You may have read the tantalizing claims of additives, magnets or secret devices that will magically boost your gas mileage. And if you're like most people, you've been curious: Do these products actually work?
Whenever gasoline prices spike, drivers look for ways to save money at the pump. Products in the marketplace typically range from $5 to $100 and promise mileage gains from 1 percent to 20 percent.
The products that claim to achieve these gains include a device that's added to your air intake to improve circulation; magnets that are attached to the fuel line to supposedly change the molecular structure of gasoline; oil additives to help the engine run more smoothly; a packet of gel you can add to the fuel tank or attach to the fuel line that claims to burn gas more efficiently; and various fuels and fuel additives.
None of these products will work mileage miracles, according to the Environmental Protection Agency (EPA), which has tested more than 100 gas-saving devices, including mixture "enhancers" and fuel-line magnets.

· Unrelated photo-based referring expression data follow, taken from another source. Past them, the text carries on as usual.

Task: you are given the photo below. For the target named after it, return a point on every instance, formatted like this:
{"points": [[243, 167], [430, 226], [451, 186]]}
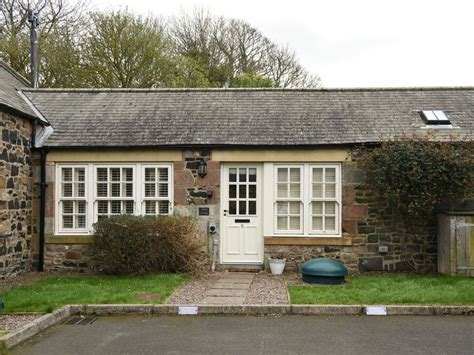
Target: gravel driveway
{"points": [[264, 289]]}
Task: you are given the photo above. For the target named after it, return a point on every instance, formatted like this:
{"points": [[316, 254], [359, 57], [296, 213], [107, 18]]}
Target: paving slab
{"points": [[229, 285], [223, 300], [227, 292], [239, 275], [236, 281]]}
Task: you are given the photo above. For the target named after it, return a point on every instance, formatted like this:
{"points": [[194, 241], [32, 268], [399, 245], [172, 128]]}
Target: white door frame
{"points": [[252, 228]]}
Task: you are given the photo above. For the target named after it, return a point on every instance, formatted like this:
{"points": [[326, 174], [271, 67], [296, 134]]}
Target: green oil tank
{"points": [[323, 271]]}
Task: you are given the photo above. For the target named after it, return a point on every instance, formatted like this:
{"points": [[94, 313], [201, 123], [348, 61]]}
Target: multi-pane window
{"points": [[114, 191], [156, 194], [324, 204], [307, 199], [288, 199], [242, 191], [72, 202], [89, 192]]}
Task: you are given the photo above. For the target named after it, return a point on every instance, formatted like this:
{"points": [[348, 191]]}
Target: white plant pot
{"points": [[277, 266]]}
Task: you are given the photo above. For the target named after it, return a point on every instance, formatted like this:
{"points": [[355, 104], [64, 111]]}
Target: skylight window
{"points": [[435, 117]]}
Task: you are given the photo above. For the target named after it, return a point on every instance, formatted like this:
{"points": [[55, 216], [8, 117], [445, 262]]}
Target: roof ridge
{"points": [[144, 90]]}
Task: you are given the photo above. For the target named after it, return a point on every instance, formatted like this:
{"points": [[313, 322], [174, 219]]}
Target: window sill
{"points": [[344, 241], [68, 239]]}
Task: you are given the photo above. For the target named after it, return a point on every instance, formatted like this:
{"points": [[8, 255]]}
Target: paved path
{"points": [[230, 288], [234, 288], [259, 335]]}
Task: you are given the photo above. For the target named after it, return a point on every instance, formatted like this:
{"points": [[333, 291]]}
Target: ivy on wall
{"points": [[414, 174]]}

It has found that very few provide any fuel economy benefits. Tests may periodically show a mileage improvement, but nothing that you wouldn't find in the normal shifts that occur in your mileage, based on conditions.
"The devices that work provide only marginal improvements," according to the EPA. "Some 'gas-saving' devices may damage a car's engine or increase exhaust emissions." The best way to save gas is to follow the maintenance advice in your owner's manual. You also can assess your driving and then alter the lane-changing, lead-foot ways that are driving down your mileage.